I’ve been an avid runner since my teens, and I was active and fit through my twenties. Grad school was good for that: due to my flexible schedule, I could run when I wanted, and my bicycle was my primary transportation around town.
But right after I turned thirty, that all changed: I was no longer a full-time student; I got my first sit-on-my-ass-all-day job in software development; we moved from sunny Austin to New Jersey; and, within a few months, we had our first child. As a result, I struggled with my running, and consequently, my fitness and weight. Moving back to Austin helped a little: I ran the half marathon in 1998 and 2001, but my running routine remained very up and down.
This situation improved somewhat when I took my current job last summer. Our office complex has a small gym with treadmills, so I started coming in early on Tuesdays and Thursdays to beat the traffic and run before work. And now that it’s spring, I’ve run at the Town Lake hike and bike trail a few times instead of on the treadmill.
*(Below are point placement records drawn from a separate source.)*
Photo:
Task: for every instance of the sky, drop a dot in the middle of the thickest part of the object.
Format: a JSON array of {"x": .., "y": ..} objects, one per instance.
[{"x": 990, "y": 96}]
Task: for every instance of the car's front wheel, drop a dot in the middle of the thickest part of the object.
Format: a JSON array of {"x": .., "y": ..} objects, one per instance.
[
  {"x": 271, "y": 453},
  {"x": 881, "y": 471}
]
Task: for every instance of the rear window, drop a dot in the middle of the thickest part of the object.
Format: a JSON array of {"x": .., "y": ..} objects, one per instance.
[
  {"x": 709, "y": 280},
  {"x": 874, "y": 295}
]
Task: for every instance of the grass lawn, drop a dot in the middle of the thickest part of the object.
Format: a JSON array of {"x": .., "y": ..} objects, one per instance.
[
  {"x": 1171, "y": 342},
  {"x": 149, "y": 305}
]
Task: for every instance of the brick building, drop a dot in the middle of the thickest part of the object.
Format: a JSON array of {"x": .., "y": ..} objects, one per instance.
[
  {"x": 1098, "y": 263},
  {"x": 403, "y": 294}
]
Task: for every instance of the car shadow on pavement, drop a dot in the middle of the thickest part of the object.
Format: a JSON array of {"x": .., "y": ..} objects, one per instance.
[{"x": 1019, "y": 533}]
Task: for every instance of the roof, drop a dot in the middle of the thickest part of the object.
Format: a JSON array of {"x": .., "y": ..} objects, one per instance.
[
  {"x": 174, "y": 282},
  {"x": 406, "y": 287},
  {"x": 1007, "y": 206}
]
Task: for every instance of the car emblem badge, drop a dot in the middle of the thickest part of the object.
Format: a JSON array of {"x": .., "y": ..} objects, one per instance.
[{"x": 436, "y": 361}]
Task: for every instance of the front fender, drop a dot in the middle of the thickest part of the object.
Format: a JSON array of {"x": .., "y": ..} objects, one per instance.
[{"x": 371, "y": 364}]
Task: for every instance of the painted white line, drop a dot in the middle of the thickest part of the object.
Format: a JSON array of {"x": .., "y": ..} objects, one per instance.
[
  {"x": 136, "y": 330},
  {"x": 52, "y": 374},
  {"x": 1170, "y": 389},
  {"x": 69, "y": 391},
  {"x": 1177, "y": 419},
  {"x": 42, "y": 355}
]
Last fall, when I saw my family physician for my annual checkup, she noted that I had gained a couple of pounds a year for the past ten years–starting at about age thirty.
In November, Katie and I decided that we would try a low-carb diet and really try to improve our family’s eating habits. We already ate pretty well, but there was still room for improvement, we felt. We did some research and decided on the South Beach diet.
We started our new eating regimen at the first of the year. I weighed 235 pounds at the time. I’m 6 ft, 1/2 inch tall, so that gave me a body mass index of 31, which is technically obese. It was a struggle to run 3-4 miles at a time on the treadmill.
I’ve since lost between 25 and 30 pounds, and my usual treadmill run has increased to five or six miles. This morning, I ran one hour, four minutes on the hike and bike trail, which is between seven and eight miles.
After this morning’s run it hit me: I’m back! I feel like I’m in a good running routine for the first time in years.